Mauritius Times
- Type: Weekly newspaper
- Editor: Bikramsingh Ramlallah
- Founded: 14 August 1954
- Political alignment: Centre Left
- Headquarters: Port Louis
- Website: mauritiustimes.com

= Mauritius Times =

Weekly newspaper in Mauritius

Mauritius Times is a weekly newspaper which is published in Mauritius, primarily in English language.

==History==
Mauritius Times (MT) was founded on 14 August 1954. Bikramsingh Ramlallah (also known as Beekrumsing or Beekrum) and Sir Kher Jagatsingh teamed up to start the publication, shortly after Jagatsingh had left the Civil Service and before becoming an active politician. Ramlallah was the editor of Mauritius Times from 1954 to 2000.

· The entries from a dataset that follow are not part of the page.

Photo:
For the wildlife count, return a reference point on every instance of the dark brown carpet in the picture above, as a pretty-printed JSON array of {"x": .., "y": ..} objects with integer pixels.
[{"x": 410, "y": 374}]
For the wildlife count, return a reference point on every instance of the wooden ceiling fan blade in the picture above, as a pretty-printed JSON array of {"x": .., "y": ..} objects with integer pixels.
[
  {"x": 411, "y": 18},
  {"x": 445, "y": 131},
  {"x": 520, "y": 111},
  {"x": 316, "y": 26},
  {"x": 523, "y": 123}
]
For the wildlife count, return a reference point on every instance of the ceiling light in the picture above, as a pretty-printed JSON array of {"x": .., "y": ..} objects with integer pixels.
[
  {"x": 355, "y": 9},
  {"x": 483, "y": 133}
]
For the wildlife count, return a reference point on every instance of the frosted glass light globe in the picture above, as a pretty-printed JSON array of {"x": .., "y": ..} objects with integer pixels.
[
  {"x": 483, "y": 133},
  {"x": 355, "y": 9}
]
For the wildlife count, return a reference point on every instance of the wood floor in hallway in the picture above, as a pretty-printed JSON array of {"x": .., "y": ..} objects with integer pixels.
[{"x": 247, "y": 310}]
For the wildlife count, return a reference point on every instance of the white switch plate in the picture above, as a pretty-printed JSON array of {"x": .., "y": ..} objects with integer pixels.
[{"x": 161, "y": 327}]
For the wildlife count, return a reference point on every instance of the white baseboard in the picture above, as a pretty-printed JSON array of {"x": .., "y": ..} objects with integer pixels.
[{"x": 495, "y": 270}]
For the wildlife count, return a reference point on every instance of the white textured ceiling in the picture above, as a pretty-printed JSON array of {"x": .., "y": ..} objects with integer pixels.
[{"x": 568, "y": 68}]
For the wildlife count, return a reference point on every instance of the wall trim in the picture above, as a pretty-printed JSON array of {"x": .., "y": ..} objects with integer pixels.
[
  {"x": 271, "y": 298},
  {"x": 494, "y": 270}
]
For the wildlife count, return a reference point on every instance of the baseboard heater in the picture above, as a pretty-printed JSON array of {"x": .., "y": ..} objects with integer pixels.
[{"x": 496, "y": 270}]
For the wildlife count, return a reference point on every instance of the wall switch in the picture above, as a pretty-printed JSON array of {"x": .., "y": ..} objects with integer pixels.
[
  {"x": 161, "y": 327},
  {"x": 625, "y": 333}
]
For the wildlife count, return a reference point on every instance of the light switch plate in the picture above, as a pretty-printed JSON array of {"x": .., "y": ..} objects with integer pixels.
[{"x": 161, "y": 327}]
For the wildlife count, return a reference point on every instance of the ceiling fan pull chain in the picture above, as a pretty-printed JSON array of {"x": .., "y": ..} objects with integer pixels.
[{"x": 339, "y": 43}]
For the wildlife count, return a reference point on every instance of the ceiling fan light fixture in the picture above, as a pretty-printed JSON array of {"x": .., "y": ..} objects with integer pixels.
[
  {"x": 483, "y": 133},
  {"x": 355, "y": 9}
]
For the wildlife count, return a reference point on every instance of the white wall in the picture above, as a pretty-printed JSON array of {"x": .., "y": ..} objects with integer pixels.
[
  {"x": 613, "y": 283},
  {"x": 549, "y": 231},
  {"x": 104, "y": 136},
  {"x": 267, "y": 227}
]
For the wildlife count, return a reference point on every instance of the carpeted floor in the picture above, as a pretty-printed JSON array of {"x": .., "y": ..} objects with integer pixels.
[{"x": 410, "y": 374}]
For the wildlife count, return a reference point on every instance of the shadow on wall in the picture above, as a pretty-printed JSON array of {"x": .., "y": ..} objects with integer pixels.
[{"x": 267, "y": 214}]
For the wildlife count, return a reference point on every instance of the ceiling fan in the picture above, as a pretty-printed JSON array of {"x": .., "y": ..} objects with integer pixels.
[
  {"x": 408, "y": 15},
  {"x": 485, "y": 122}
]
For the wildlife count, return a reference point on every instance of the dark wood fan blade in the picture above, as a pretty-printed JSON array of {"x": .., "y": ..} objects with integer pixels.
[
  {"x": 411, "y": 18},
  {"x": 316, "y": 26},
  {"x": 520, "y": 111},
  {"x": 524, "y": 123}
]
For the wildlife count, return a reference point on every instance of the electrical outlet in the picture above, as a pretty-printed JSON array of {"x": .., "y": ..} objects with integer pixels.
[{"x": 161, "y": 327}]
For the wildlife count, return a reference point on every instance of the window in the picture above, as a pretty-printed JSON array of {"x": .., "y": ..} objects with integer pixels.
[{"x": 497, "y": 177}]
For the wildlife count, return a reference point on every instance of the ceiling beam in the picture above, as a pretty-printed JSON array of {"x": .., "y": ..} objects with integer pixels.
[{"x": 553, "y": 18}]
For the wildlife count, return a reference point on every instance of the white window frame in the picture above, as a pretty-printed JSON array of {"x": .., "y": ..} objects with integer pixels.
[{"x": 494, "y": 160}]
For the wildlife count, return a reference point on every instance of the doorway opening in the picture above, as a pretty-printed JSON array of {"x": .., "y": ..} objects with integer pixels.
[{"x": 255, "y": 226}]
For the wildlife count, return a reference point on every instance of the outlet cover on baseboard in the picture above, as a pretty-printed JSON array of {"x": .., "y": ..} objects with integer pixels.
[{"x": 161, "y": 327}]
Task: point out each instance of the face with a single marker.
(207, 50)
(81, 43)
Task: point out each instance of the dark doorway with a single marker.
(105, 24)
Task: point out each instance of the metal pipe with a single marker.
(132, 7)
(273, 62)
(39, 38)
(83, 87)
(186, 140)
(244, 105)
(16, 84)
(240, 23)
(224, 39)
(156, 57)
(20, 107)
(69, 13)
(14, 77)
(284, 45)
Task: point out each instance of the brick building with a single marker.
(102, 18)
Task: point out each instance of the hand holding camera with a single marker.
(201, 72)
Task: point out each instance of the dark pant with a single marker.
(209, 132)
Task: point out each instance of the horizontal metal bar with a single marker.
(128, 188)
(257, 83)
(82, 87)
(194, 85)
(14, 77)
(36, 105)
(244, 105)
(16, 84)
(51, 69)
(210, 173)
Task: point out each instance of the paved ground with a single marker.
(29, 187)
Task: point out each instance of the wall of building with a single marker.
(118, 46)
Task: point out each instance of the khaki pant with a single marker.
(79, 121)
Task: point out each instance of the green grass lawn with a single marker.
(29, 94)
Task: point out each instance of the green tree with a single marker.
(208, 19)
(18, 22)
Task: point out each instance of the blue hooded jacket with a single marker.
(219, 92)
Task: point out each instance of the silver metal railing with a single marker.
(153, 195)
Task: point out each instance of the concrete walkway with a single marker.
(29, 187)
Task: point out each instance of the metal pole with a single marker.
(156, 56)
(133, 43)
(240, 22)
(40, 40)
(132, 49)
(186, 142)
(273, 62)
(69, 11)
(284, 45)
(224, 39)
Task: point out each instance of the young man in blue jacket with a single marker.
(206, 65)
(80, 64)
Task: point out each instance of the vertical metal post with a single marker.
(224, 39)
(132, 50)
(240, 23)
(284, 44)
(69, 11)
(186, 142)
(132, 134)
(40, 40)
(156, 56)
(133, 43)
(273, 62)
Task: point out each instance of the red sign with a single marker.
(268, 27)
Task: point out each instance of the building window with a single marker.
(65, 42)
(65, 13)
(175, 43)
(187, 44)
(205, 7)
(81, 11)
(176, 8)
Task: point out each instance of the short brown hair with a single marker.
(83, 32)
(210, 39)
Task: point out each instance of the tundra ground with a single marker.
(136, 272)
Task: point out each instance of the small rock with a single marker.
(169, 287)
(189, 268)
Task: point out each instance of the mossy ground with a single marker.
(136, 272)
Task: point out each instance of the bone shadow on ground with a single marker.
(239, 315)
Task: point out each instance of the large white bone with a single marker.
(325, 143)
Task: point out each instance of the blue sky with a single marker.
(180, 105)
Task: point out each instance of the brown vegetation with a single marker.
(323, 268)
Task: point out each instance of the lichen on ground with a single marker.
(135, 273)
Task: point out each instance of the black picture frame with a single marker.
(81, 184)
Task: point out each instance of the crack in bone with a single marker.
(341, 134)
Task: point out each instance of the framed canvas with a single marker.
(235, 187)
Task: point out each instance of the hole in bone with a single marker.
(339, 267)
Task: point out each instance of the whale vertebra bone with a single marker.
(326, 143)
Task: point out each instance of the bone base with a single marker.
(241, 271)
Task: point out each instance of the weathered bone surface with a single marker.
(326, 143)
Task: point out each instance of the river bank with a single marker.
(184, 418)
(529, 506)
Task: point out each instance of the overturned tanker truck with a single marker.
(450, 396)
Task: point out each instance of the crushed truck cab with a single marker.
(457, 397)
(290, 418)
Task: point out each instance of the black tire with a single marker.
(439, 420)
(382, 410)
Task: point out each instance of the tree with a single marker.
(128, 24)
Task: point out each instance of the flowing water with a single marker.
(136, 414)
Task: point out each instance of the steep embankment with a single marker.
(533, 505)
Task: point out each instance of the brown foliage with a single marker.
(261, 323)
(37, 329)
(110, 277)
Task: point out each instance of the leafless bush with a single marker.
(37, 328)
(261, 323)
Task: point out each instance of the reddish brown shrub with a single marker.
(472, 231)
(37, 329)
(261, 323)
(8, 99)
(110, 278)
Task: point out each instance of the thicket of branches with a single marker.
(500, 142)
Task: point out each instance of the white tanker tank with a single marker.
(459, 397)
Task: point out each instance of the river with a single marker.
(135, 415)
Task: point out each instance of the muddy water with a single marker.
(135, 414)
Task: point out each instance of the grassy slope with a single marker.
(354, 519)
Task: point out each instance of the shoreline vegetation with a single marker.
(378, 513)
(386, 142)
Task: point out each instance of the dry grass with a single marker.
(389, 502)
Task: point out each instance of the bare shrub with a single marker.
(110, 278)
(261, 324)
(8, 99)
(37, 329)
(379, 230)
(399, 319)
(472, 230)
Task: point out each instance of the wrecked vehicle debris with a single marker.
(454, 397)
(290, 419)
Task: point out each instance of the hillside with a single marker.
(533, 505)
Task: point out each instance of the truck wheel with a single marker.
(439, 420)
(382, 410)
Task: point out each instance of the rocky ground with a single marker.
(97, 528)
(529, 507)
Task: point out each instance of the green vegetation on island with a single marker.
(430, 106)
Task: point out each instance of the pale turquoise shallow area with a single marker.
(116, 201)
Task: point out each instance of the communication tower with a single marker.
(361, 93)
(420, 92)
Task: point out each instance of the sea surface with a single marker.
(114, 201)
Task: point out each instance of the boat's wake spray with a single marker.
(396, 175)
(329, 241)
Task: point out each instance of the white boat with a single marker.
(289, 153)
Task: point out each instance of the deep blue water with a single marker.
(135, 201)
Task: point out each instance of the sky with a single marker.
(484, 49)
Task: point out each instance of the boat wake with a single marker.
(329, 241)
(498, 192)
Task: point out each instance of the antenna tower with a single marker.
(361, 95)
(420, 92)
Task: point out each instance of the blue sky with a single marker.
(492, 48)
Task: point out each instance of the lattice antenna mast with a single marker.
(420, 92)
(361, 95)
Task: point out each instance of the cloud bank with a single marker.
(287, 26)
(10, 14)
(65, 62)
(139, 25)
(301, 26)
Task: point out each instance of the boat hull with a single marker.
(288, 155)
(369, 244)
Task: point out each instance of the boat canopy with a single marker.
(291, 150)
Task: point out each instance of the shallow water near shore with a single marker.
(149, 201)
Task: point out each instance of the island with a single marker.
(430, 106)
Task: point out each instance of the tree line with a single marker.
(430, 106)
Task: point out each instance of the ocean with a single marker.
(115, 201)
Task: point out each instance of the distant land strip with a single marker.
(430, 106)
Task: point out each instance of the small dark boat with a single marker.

The Mauritius Times (founded in 1954) should not be confused with an older and defunct daily newspaper which was also called "Mauritius Times". The defunct paper used to be published a century earlier, between the 1840s and the 1930s.

==Contributions==
News articles in Mauritius Times often analysed events in the context of the country's socio-political history. It became known as an "opinion paper". Its founder-editor Bikramsingh Ramlallah was arrested and jailed in 1984 as he was founder-chairman of the Mauritius Union of Journalists (MUJ). The MUJ had organised a public protest against the proposed restrictive Newspapers and Periodicals (Amendment) Bill. Also arrested were 44 other journalists who had joined the public protest in Port Louis.

==Website==
Mauritius Times provides the online version of the weekly paper, including the free-to-download PDF version of the newspaper.